EFAMA’s European equity plan a ‘veiled attempt to boost fee income’

‘Asset allocation is a decision for investors’

Alex Matturri

Alex Matturri

The European Funds and Asset Management Association (EFAMA) and the French Association of Financial Management (AFG) are criticising index product issuers for not encouraging a home country bias.

They are arguing for increased allocation to European equities. While wrapped in nationalism, this is part of the continued campaign by the active management community to try and mitigate the continued shift of assets from active to indexed strategies.

Typically, the arguments are centered around the theme that 'the time is right for active to outperform'. Often this is combined with a view that the market conditions are now more suitable for the skill of an active manager.

Unfortunately, as the studies have shown, regardless of market environment - bull versus bear markets, highly correlated versus uncorrelated markets, inefficient versus efficient asset classes - the results are the same.

Over time, active managers, on the whole, will underperform. While there are some managers that can outperform, the ability to select them prior to their period of outperformance is quite hard. This has been the message of the index industry for some time.

There have been many arguments presented as to why index-based products are bad for investors.

These include, but are not limited to, the impact to price formation, indexing is a momentum strategy, concentration of voting control among a few index managers leads to a lack of competition among companies within an index and my personal favourite, that indexing is just 'un-American' - with apologies to the European index community.

But now, EFAMA and AFG have taken the argument against indexing to a new level. The argument is that offering global and US focused index products to European investors is harming local capital markets and economies.

To correct this problem, index managers should 'encourage' a home country bias and thus minimise the flow of capital out of Europe and to the US.

This argument is a non sequitur. First, asset allocation choices are not the responsibility of index product providers. All the major index managers offer a broad array of products with differing types of country and regional exposures.

No one is forcing an investor to invest in a global or US focused index product. If a global index product has a higher allocation to the US and thus a lower allocation to Europe, that is a function of the relative market cap of the US within global markets.

This is not a product design feature: This is a function of the market caps of equities as determined by market forces. If someone chooses to maintain a home country bias, they can easily invest in just a regional index or combine a global index with a separate allocation to a European index.

If European asset managers feel investors should increase their European allocation, this is not an argument to be directed to index product issuers. Asset allocation and country selection is an active decision to be made by investors and their advisors, not index managers.

The real issue here is that as active managers in Europe continue to underperform, investors are turning to indexed alternatives.

Trying to mandate increasing the allocation to Europe as a way to support local capital markets is a veiled attempt to bolster assets under management and thus fee income.

This is not about the best interest of European investors or maintaining the robustness of capital markets.

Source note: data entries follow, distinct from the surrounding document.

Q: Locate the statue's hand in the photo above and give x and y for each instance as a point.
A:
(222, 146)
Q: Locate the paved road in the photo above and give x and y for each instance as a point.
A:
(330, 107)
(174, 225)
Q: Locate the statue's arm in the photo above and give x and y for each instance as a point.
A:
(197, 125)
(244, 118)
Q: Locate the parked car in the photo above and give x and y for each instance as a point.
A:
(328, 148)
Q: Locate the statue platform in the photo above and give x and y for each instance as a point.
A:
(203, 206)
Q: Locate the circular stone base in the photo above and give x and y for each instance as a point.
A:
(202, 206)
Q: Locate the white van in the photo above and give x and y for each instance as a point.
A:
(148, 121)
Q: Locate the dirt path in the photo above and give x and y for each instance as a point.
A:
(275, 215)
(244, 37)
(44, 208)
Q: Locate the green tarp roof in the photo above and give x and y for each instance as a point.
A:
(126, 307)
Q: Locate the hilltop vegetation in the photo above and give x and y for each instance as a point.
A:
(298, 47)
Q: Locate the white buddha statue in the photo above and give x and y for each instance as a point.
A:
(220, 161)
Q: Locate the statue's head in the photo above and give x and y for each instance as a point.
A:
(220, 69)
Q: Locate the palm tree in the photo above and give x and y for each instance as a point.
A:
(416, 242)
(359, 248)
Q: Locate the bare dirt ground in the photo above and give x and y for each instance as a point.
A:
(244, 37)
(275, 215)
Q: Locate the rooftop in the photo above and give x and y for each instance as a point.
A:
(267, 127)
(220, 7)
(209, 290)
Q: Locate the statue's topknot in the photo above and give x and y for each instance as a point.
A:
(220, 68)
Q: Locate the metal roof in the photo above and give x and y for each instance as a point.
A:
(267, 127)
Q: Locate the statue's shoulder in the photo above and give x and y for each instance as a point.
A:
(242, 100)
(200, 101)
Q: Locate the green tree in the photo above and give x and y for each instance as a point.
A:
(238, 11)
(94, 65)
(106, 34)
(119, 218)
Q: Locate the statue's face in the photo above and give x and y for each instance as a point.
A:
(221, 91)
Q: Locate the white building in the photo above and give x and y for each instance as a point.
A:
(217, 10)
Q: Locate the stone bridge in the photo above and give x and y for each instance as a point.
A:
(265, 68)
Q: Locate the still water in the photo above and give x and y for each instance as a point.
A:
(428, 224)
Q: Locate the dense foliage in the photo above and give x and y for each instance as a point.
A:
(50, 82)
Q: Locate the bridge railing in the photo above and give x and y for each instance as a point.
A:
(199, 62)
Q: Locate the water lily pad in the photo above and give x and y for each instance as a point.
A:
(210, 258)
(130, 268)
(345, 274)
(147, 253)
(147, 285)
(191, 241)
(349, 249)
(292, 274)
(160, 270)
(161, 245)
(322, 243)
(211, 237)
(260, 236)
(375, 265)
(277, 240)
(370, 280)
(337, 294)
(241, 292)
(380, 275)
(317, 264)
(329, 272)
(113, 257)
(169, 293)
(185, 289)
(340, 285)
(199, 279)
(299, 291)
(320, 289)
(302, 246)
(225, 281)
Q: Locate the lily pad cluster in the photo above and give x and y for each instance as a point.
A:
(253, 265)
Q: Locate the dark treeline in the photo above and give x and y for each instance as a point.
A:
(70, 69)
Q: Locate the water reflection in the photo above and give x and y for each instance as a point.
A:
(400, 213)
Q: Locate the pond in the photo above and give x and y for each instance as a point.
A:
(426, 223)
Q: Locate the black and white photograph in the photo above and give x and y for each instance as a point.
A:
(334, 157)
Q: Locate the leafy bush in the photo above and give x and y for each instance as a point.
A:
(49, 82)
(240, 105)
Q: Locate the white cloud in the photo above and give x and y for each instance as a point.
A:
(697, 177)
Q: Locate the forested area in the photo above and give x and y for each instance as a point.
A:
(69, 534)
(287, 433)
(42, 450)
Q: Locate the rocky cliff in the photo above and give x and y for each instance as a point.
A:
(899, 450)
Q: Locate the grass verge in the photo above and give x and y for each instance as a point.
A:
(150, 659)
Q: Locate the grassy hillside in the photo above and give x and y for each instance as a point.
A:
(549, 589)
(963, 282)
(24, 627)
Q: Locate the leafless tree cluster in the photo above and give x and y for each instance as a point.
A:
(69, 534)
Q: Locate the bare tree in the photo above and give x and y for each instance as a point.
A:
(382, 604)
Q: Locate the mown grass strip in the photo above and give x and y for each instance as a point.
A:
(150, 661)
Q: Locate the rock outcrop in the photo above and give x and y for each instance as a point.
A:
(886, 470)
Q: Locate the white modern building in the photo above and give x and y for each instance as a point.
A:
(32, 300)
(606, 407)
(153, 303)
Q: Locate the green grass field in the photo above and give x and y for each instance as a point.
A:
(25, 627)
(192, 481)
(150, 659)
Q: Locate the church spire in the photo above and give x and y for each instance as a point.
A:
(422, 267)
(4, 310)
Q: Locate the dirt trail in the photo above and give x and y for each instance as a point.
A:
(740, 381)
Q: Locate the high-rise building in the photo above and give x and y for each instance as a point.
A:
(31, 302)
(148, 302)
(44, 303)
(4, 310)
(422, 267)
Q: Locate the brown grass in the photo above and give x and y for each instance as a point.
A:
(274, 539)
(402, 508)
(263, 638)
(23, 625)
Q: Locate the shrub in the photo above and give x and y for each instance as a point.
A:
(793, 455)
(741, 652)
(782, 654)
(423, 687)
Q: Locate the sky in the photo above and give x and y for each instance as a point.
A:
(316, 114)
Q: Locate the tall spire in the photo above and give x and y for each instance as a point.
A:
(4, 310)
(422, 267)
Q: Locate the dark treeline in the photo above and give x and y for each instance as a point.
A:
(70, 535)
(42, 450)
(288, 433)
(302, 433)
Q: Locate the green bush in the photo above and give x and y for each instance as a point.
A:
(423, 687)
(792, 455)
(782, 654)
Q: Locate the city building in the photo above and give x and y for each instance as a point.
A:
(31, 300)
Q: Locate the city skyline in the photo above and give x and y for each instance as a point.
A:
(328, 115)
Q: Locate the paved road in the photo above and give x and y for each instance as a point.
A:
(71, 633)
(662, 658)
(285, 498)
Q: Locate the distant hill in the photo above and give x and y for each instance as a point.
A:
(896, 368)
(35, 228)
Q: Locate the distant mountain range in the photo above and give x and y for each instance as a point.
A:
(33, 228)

This response is a very European approach which, rather than allow market forces to dictate outcomes, calls for turning to policy makers to minimize 'unintended outcomes' of the rise of indexing which benefits US over European corporates.

Persistent underperformance of European markets, which is driving flows to the US and thus increase US capitalisation and weightings relative to Europe, is tied to lower economic growth in Europe, strength of the US dollar and other fundamental factors.

None of this can be attributed to index managers or index providers. Investors have a choice and if they select global or even US exposure products, that is based on a view of expected returns or just a desire to have a well-diversified portfolio.

Using a well-designed global index offered in a low-cost ETF or index fund reduces risk further as that is about as close as one can get to Markowitz’s 'market portfolio'.

The messenger here is the flow of capital as witnessed through the lens of indexed products. The real problem is the economic disparity between the US and Europe and European active managers watching assets - and revenues - flow out.

While solving global economic issues is beyond my scope, a better approach is improving the economic competitiveness of Europe which could lead to improved market performance.

An idea more in the control of European asset managers is to provide products that perform as expected - i.e. do not underperform - at reasonable fees while also focusing on European exposure or, better yet, get on the index bandwagon and provide products investors want.

What is not a good solution for European investors is to 'encourage' increasing a home country bias and attacking indexed-based solutions.